Google Document AI is used to process and understand documents:
- Extracts and understands structured information from a wide variety of document types, including PDFs, images, and scanned documents.
- It leverages advanced natural language processing (NLP) and computer vision technologies to deliver high-accuracy document extraction and understanding.
- Trained to extract data from invoices, receipts, and contracts.
- It allows to create custom document models to extract information from specialized or domain-specific documents.
- Different natural languages are supported.
- Scale up and down ensuring high throughput and low latency.
- No-code tools to let developers quickly set up and configure document processing pipelines without writing any code.
- Integrated with monitoring and logging services.
- It is possible to combine with custom MM models to do better entity extraction.
-
Custom development for product configuration flow automation.
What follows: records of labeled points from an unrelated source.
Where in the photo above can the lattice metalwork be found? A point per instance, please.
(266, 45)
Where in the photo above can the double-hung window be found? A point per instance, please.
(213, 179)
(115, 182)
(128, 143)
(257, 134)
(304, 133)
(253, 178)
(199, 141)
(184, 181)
This will be a LangGraph implementation to support conversation management, integration with Large Language Model, like Gemini, and doing function calling to interact with the expert system.
- The approach is to define a configuration tree, to search for the next data to extract from the parsed purchase order, and drive the interactions with the expert system.
-
If we need to process unstructured user's requests we can add Google Gemini to support entity extraction, and agentic application.
- Gemini offers multi-modal capabilities: it is designed to understand, operate, and combine different types of information, including text, images, audio, video, and code.
- Code assistant
- Available in three sizes: Nano, Pro, and Ultra - each optimized for different user needs.
- Excellent performance: 90.0% score on the Massive Multitask Language Understanding (MMLU) benchmark
- Gemini API enables developers to adjust safety settings on the following 4 dimensions to quickly assess if the application requires more or less restrictive configuration: 1/ Harassment, 2/ Hate speech, 3/ Sexually explicit, 4/ Dangerous
- Pay-as-you-go
- Gemini Pro demonstrates improved capabilities in understanding complex concepts and solving logical problems. This makes it suitable for tasks that require critical thinking.
- Still under development and continuous improvement.